Analysis for finding the root cause was as follows :
- Being UDP server, minor percentage of packet loss is acceptable and if network is heavily loaded, then its unavoidable. But in this case around 80%-90% packets were being dropped. Sysadmin also checked network congestion and it was withing normal limits. So something else was definitely going wrong
- Server machine configuration was also quite good. (64 GB RAM, 4 core cpu with 2.x GHz clock speed ), network card attached was of 10Gbps) so there does not seemed to be an issue with the machine hardware configuration.
- Other area of suspicion was multi-threading. Program was single threaded. It was reading message and processing. So first thing which comes to every programmer is that let’s try multi-threading. I also went ahead with that though process and started looking at the code to make it multi-threaded.
- But when I looked at code, I realized that it was just doing simple find replace after reading the message, which should not take more than few instructions on processor. 80% around package loss due to processing time was very much unlikely.
- After looking at the code, it seemed that if code was made multi-threaded, it might increase the overall time, instead of decreasing it, due to the synchronization, thread switch and other overhead introduced by multi-threading
- At this point, I was sure that packet loss is not happening due to network congestion, hardware configuration, long message processing time. So what is going wrong than?? why packet loss ??
- So I started looking at all the steps involved in UDP packet processing.
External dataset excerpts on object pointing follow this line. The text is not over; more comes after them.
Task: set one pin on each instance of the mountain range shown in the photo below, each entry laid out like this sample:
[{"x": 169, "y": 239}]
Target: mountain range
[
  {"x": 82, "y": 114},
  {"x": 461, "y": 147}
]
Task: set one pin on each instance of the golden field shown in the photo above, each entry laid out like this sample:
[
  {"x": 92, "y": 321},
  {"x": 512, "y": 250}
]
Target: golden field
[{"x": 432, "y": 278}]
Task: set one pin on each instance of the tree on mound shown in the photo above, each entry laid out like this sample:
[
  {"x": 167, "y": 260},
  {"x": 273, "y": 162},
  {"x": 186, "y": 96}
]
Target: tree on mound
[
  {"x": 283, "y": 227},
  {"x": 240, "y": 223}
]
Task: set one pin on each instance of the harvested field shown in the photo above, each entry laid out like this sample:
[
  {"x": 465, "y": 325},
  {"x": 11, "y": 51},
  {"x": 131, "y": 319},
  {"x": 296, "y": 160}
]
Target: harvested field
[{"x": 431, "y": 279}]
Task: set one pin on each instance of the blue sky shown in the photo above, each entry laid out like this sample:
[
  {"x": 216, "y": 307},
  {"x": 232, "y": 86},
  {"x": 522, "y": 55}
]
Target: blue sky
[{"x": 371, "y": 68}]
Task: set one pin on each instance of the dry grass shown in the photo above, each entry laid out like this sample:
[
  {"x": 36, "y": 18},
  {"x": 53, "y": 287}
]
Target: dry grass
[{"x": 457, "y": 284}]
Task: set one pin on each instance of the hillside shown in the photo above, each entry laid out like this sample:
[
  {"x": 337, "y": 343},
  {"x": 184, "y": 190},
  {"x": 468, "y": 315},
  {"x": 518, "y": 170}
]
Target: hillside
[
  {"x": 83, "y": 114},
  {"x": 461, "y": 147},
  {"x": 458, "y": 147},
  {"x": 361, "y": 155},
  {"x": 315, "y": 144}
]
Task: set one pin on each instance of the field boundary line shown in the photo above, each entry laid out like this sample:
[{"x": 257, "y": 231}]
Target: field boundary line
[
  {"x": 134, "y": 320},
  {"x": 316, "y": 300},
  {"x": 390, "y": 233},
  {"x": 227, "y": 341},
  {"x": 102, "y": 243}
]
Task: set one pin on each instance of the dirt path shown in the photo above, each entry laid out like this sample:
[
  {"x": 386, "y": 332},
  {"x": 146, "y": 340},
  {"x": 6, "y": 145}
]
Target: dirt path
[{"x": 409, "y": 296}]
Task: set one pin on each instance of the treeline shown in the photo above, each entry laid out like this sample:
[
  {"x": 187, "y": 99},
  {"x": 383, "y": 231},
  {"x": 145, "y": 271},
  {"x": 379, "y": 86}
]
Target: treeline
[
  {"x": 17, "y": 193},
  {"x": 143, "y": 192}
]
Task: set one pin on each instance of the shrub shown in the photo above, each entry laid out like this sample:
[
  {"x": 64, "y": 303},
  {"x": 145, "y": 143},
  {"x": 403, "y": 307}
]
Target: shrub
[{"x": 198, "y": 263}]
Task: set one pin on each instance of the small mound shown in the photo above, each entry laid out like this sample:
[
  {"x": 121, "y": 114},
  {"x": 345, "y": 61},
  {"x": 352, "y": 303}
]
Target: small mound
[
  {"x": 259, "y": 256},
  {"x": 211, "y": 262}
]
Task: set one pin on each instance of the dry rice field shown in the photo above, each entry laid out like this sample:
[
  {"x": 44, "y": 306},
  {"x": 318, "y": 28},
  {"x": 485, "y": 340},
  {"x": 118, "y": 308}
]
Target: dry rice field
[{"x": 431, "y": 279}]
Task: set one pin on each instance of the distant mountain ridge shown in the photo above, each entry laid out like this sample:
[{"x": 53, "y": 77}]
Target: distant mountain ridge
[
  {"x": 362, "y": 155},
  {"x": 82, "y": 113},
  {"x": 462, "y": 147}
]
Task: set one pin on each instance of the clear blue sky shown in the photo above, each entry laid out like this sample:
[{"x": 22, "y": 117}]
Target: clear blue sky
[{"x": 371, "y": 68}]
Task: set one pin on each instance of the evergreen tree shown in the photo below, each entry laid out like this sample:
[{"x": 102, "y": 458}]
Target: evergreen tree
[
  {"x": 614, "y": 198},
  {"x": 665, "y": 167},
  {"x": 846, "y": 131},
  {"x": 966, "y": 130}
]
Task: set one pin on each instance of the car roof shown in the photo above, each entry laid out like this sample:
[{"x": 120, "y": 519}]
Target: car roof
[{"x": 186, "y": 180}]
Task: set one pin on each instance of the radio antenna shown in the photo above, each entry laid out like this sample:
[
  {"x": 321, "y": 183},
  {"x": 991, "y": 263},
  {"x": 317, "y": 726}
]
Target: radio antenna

It has got mainly 2 steps
- Packets are first received by OS and buffered
- Program reads packets from this queue, in this case java program’s datagram socket reads from the OS packet buffer
- Since the program was very simpler one, I started exploring about first point and try to find some issue over there
- I found that in linux systems, UDP and TCP packets which are received are queued.
- There is separate buffer for reading packets and writing packets
- Each buffer has some default memory allocated, but we can configure that memory as per our requirements.
- Now this could be the problem, if there is not enough memory allocated to the buffer then packet loss can occur, consider following scenarios
- Packets are coming at higher speed than the processing capability of the program. If that is the case then packets will be buffered for some time and when the buffer becomes full, packet starts to drop
- Packet are coming at much higher rate, packet rate is so higher that even if processing is able to cope up with the packet rate, but there is not enough memory to store it. I will elaborate this point with an example
- Suppose packets are coming at rate of 100 packets/second
- Program is able to process 100 packets/second
- But OS has allocated memory to read buffer such that only 10 packets can be stored
- Now say on the 1st second 10 packets will come, program will process that packets and everything works fine
- 2nd second 100 packets will come simultaneously, but os buffer can store only 10 packets at a time, so it will store 10 packets and drop rest of the 90 packets. Program will process that 10 packets
- Here though the program is capable of processing 100 packets, packet loss occurs due to lower memory allocated to OS read buffer. This situation is out of scope for any program and needs to be handled at OS level
- Linux has configuration parameter for fine tuning the UDP and TCP read/writer buffer. Following parameters were changed :
- net.core.rmem_default : The default setting of the socket receive buffer in bytes
- net.core.wmem_default : The default setting(in bytes) of the socet send buffer
- net.core.rmem_max : The maximum receive socket bufer size in bytes
- net.core.wmem_max : The maximum send socket buffer in bytes.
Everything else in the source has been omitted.